There is possibly an argument that could be made the marking editions of a book, when the cover advertises the movie, can spoil the interpretation by having the ugly mug of action X in the role of character Y, especially when X in no way resembles Y. I’ll pick on LOTR, just because it is timely and but because it is or is not a grievous offender. I can’t go into any bookstore without seeing these dumb faces from staring out from covers; one of them, probably the hobbit characters, looks like a first class doofus, worse than any Norman Rockwell, and I can’t help but giggle derisively. I’m perfectly able to create of image of the character in my mind from the text with the superimposed image from actor X. (As a curious aside, a creative writing teacher ten or so years ago mentioned that it isn’t a good practice for modern writers to describe a character in too much detail because if the book is made into a movie an actor must be cast for the part. Go figure.) Maybe it doesn’t qualify for spoiling the book, but it can sped bad light on to the book that otherwise would be there.

Not necessarily so. Theater is a very different experience to film, though both might have a “performance text.” The mood and experience of a live performance isn’t at all the same as the static performance on film. And I don’t think theater and film are any more closely related than a novel to a film. (This is true of Shakespeare above all, IMHO. When you compare Shakespearian Theater to Shakespearian film, the film is so much more jejune.) I’ve read quite a few contemporary novels, especially genre novels, that read like the author is begging for a screenplay to be made out it

Ah! That’s an excellent point; you are so right. I am quite the idiot sometimes. :slight_smile:

I agree with you and Ellroy, the book is not ruined. But SOMETHING is being butchered, most likely the movie, second most likely the hopes of the book’s fans.

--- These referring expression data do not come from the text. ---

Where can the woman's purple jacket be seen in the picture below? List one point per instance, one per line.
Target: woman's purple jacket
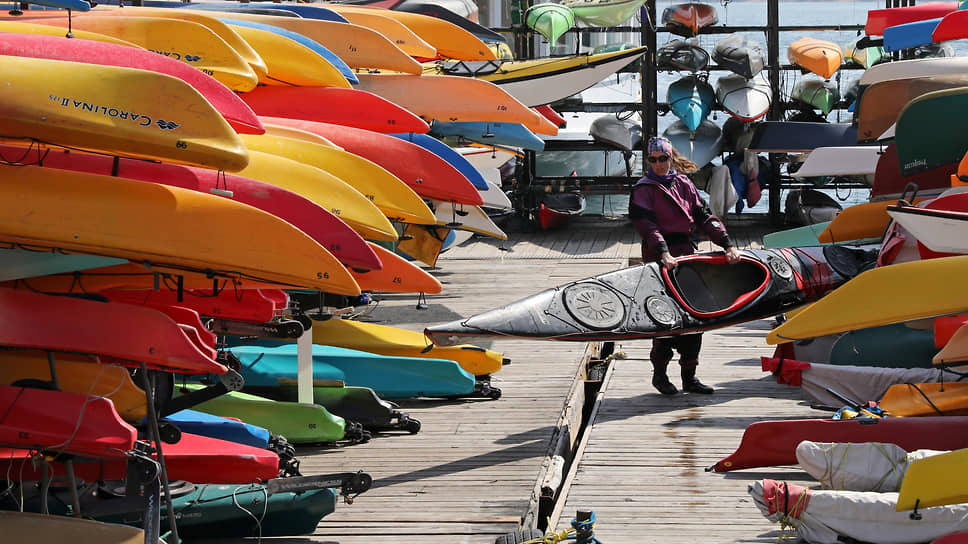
(667, 212)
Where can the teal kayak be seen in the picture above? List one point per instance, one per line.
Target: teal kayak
(389, 377)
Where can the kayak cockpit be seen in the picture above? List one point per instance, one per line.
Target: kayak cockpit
(706, 286)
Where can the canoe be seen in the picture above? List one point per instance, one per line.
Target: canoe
(603, 13)
(818, 56)
(509, 134)
(299, 423)
(739, 54)
(700, 146)
(691, 99)
(389, 377)
(933, 481)
(393, 197)
(90, 327)
(918, 147)
(450, 40)
(427, 174)
(292, 59)
(862, 56)
(550, 20)
(689, 18)
(744, 99)
(681, 55)
(800, 137)
(397, 275)
(556, 209)
(85, 112)
(306, 215)
(542, 81)
(340, 198)
(187, 41)
(83, 374)
(120, 218)
(879, 19)
(702, 292)
(358, 46)
(227, 103)
(349, 107)
(50, 420)
(840, 311)
(840, 161)
(453, 98)
(774, 443)
(883, 101)
(815, 93)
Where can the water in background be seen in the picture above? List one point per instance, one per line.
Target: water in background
(625, 87)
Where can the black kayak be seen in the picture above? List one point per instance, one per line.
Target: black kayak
(701, 292)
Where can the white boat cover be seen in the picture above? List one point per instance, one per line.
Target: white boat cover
(870, 466)
(821, 517)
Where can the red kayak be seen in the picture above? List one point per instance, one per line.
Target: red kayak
(426, 173)
(316, 221)
(772, 443)
(233, 109)
(248, 305)
(346, 107)
(879, 19)
(196, 459)
(122, 331)
(40, 419)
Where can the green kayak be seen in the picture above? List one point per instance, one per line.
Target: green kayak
(299, 423)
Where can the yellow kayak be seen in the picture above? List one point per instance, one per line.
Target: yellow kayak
(395, 31)
(323, 188)
(935, 481)
(221, 29)
(47, 30)
(885, 295)
(289, 62)
(187, 41)
(455, 98)
(395, 199)
(118, 111)
(394, 341)
(360, 47)
(448, 39)
(77, 374)
(75, 212)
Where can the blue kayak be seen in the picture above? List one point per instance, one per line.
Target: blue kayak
(509, 134)
(392, 377)
(308, 43)
(691, 99)
(445, 152)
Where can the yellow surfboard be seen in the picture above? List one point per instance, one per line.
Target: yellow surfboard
(885, 295)
(289, 62)
(395, 199)
(935, 481)
(75, 212)
(187, 41)
(118, 111)
(448, 39)
(324, 189)
(77, 374)
(359, 47)
(395, 341)
(455, 98)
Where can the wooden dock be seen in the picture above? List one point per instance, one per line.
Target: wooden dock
(475, 469)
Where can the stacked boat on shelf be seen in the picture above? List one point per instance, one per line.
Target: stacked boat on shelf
(158, 206)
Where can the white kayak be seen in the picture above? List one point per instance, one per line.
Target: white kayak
(858, 160)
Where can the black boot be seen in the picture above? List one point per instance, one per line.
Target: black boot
(691, 384)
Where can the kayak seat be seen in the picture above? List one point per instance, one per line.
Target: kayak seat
(709, 289)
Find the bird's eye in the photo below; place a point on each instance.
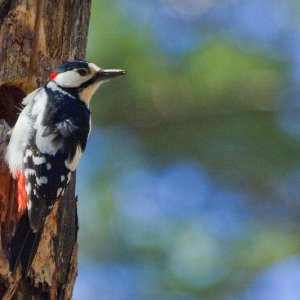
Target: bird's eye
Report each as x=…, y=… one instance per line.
x=82, y=72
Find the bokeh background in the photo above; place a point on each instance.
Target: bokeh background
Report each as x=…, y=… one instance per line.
x=190, y=185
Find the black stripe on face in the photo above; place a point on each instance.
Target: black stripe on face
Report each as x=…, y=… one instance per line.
x=71, y=65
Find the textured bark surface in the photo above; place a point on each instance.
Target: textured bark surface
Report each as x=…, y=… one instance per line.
x=35, y=37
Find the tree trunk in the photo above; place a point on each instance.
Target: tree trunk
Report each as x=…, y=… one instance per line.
x=35, y=37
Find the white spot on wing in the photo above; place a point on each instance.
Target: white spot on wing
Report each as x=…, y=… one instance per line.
x=28, y=172
x=58, y=192
x=28, y=153
x=28, y=188
x=69, y=176
x=29, y=205
x=72, y=164
x=41, y=180
x=38, y=160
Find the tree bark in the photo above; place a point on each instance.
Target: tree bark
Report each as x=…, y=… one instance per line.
x=35, y=37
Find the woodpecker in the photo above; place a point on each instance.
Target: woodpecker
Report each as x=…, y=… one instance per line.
x=45, y=147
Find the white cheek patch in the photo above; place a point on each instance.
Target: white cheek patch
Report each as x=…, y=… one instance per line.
x=94, y=68
x=71, y=79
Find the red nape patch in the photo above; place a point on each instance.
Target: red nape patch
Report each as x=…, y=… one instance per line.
x=53, y=75
x=22, y=201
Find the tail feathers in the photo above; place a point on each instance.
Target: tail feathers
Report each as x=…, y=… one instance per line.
x=23, y=245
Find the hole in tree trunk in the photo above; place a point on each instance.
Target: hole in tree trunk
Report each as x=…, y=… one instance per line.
x=10, y=103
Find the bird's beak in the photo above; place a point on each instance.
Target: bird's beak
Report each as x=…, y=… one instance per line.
x=105, y=74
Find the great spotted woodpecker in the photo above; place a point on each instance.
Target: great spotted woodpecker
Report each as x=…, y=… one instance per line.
x=46, y=144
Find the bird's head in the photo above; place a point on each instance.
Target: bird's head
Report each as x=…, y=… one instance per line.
x=82, y=77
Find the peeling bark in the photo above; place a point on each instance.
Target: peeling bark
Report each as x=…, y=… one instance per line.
x=35, y=37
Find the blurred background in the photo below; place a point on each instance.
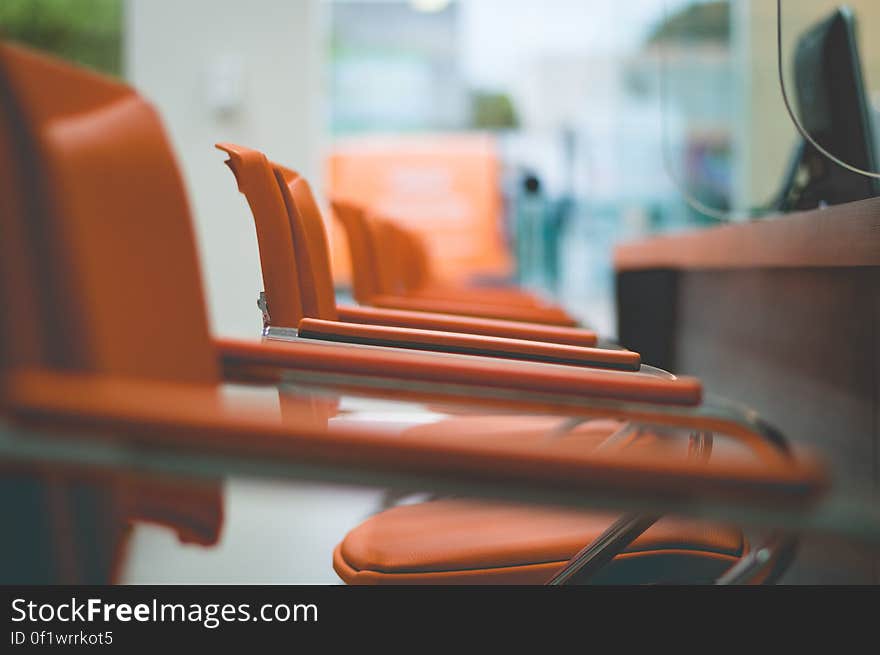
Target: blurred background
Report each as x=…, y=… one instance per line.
x=522, y=138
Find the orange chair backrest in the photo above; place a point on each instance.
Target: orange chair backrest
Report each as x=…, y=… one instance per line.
x=410, y=267
x=365, y=282
x=107, y=231
x=310, y=244
x=384, y=253
x=282, y=280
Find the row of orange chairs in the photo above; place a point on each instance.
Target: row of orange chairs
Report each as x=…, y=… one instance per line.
x=109, y=335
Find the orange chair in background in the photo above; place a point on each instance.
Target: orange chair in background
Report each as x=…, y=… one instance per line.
x=294, y=257
x=379, y=282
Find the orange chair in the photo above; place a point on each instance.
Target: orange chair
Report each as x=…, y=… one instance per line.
x=404, y=268
x=98, y=253
x=378, y=283
x=299, y=287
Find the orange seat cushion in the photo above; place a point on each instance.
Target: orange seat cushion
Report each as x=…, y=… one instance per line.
x=460, y=541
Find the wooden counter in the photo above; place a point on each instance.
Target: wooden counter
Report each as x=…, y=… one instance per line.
x=783, y=315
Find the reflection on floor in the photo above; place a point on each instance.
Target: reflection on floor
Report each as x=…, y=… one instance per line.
x=274, y=533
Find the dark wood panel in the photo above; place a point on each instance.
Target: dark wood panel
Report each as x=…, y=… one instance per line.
x=843, y=235
x=801, y=346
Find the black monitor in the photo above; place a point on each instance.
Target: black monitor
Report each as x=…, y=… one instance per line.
x=833, y=109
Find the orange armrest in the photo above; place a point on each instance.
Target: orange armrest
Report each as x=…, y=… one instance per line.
x=544, y=315
x=468, y=325
x=468, y=344
x=504, y=374
x=192, y=418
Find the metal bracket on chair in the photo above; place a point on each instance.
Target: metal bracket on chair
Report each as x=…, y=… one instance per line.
x=263, y=306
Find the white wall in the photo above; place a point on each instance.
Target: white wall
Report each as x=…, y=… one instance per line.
x=172, y=49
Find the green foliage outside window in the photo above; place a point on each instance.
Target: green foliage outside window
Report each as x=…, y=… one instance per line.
x=88, y=32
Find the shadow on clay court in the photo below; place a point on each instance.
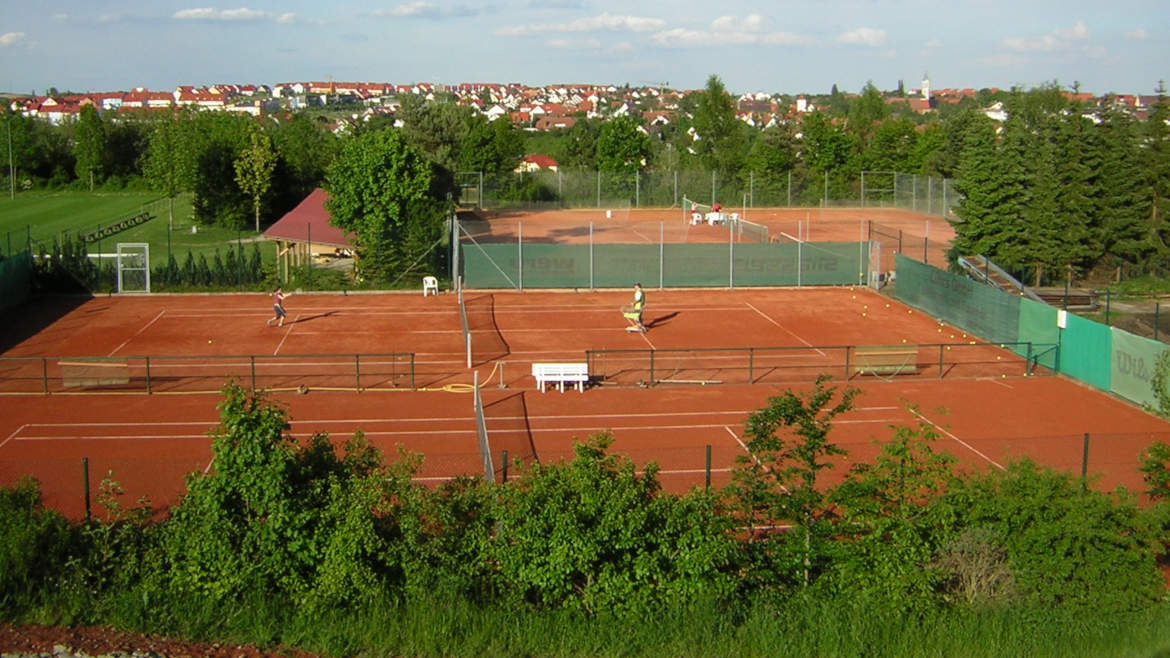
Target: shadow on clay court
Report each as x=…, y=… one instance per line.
x=508, y=431
x=38, y=314
x=661, y=320
x=310, y=317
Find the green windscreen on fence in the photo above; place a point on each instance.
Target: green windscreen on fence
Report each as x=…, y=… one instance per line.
x=1038, y=326
x=15, y=279
x=977, y=308
x=1085, y=351
x=541, y=265
x=1133, y=367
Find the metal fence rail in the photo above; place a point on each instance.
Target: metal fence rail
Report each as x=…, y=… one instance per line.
x=206, y=374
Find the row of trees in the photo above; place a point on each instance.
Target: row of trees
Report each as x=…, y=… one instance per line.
x=1053, y=192
x=1054, y=189
x=328, y=530
x=63, y=266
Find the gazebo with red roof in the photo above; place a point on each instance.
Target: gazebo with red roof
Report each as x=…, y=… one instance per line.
x=304, y=232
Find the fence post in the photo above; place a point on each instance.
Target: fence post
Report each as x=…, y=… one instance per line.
x=1085, y=463
x=707, y=470
x=84, y=484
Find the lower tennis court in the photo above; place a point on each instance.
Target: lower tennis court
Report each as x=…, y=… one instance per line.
x=716, y=361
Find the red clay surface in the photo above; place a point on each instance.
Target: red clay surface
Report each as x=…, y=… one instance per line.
x=921, y=237
x=986, y=411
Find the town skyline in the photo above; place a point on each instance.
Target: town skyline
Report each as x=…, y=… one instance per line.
x=807, y=48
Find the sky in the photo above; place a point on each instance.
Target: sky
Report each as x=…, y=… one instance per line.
x=779, y=46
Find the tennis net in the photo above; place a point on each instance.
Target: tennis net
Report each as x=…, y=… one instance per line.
x=785, y=364
x=481, y=433
x=206, y=374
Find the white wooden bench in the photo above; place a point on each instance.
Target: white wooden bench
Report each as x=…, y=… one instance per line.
x=559, y=374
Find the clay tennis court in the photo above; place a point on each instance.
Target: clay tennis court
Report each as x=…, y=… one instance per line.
x=984, y=402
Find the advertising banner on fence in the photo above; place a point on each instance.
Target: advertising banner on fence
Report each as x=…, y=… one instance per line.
x=1133, y=365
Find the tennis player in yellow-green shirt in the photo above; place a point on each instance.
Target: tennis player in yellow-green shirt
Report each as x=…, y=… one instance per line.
x=633, y=310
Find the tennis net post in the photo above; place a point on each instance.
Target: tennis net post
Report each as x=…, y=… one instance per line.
x=467, y=331
x=481, y=431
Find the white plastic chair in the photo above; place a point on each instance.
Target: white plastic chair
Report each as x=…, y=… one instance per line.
x=429, y=285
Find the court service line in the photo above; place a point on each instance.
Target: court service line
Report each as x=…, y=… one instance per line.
x=958, y=440
x=783, y=327
x=279, y=345
x=13, y=434
x=137, y=333
x=756, y=459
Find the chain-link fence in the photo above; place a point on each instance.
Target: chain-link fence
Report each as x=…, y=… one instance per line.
x=589, y=189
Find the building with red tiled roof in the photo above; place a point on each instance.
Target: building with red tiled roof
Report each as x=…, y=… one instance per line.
x=304, y=232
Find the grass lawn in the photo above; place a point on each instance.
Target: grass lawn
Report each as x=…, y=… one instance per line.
x=45, y=216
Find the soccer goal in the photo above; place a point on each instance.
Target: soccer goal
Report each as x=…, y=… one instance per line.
x=133, y=267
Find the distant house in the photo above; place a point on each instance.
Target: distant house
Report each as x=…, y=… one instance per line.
x=537, y=162
x=305, y=232
x=555, y=123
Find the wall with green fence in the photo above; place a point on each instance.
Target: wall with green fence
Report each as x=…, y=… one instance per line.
x=1109, y=358
x=579, y=189
x=15, y=279
x=518, y=266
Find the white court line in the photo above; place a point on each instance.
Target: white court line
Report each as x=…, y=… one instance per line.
x=13, y=434
x=958, y=440
x=137, y=333
x=756, y=459
x=782, y=327
x=279, y=345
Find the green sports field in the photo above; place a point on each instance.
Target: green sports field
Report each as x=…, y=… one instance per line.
x=45, y=216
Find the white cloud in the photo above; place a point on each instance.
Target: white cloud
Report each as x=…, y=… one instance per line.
x=575, y=43
x=862, y=36
x=212, y=14
x=415, y=9
x=606, y=21
x=728, y=31
x=1059, y=39
x=1002, y=60
x=752, y=22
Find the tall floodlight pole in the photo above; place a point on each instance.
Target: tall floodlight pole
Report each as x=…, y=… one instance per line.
x=12, y=171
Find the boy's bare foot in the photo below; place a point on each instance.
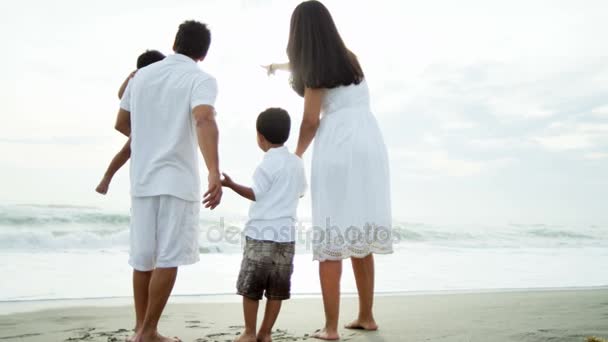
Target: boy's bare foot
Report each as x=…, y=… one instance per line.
x=359, y=324
x=265, y=338
x=103, y=186
x=155, y=338
x=246, y=338
x=323, y=334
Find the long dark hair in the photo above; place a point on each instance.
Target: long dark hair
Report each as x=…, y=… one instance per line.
x=317, y=55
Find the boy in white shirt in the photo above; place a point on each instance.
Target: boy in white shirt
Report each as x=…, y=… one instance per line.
x=278, y=183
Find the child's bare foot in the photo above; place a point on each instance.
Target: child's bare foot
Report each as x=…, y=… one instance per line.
x=362, y=325
x=103, y=186
x=324, y=334
x=265, y=338
x=246, y=337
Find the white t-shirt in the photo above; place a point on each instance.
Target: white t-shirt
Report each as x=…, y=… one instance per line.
x=164, y=144
x=278, y=183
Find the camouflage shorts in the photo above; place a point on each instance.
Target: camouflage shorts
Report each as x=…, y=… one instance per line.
x=266, y=269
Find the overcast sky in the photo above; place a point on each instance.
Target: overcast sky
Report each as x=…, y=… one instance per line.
x=493, y=111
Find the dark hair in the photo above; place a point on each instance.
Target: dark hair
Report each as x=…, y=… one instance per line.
x=192, y=39
x=274, y=124
x=149, y=57
x=318, y=57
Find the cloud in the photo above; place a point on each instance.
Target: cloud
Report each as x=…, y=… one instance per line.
x=435, y=162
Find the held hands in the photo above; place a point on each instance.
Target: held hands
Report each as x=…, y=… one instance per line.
x=213, y=196
x=270, y=69
x=227, y=181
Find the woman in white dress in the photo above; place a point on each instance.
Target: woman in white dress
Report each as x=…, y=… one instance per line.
x=351, y=208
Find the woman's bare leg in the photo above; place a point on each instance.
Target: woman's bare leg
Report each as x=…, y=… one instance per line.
x=330, y=273
x=363, y=268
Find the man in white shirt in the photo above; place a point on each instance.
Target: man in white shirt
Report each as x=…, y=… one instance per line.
x=168, y=111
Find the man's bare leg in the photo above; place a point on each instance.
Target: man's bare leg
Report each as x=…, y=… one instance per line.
x=141, y=284
x=271, y=313
x=161, y=285
x=250, y=313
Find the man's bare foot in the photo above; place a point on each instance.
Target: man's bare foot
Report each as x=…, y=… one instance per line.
x=265, y=338
x=362, y=325
x=103, y=186
x=155, y=338
x=323, y=334
x=246, y=337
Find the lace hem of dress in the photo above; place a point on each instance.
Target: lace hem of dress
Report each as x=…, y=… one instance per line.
x=323, y=253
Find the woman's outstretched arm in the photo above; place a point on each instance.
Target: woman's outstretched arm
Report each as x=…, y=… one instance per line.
x=310, y=120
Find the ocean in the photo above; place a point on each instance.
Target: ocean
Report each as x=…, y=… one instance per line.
x=50, y=252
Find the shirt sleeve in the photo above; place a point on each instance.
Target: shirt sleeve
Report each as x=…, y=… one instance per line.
x=204, y=93
x=125, y=102
x=261, y=183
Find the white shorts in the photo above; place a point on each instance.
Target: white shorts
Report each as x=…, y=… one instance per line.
x=164, y=232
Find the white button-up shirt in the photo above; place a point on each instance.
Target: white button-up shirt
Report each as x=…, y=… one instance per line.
x=164, y=144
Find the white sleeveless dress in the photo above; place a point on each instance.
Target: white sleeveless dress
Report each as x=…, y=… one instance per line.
x=350, y=182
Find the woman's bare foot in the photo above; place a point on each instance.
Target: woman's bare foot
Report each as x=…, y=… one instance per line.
x=323, y=334
x=246, y=337
x=155, y=338
x=362, y=325
x=103, y=186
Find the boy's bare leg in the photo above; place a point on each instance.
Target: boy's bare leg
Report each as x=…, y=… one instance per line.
x=141, y=283
x=250, y=312
x=330, y=273
x=271, y=313
x=363, y=268
x=161, y=285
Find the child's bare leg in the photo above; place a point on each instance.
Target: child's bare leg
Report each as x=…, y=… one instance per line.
x=271, y=313
x=250, y=312
x=117, y=162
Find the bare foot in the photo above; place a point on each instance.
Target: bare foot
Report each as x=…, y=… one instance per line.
x=103, y=186
x=323, y=334
x=246, y=337
x=264, y=338
x=155, y=338
x=362, y=325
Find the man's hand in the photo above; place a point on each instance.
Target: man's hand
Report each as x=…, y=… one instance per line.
x=213, y=196
x=227, y=181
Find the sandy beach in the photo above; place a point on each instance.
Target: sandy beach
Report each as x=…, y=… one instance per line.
x=548, y=315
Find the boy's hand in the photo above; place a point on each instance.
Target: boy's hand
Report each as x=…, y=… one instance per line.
x=213, y=196
x=227, y=181
x=270, y=69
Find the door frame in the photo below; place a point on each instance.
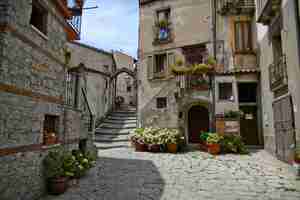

I also agree that there have been GREAT movies that have been made that don’t at all resemble the book. I believe that the re-writer has some ethical if not legal obligation to identify the re-write differently.

My thread started with the question, “worst burchery in turning a book into a movie”, NOT “worst butchery of a book by a movie”.

Also: LA Confidential was great as a book and a movie. And I suppose Ellroy has the right to sell his property with any rights he wants to. I get really ticked when this is done with public domain stuff. I feel kind of like it damages our common history, though that’s probably going too far.

I agree. The method for doing so is by the screenplay credit. The author’s name is right there on the book, and the screenwriter’s name is right there in the opening credits. To expect two stories by different writers to be the same merely becuase they share a title is unreasonable, thus the “based upon” or “inspired by” credit indicating that this is not necessarily the story the author of the book told.

While this is essentially true, remember that this movie is primarily intended for kids, most of whom have read the book. Kids don’t want a new “vision” of Harry Potter. They want the story they are already familiar with, brought to life. Columbus did an excellent job at creating a movie that the kids (and adults; I very much enjoyed the movie) wanted to see.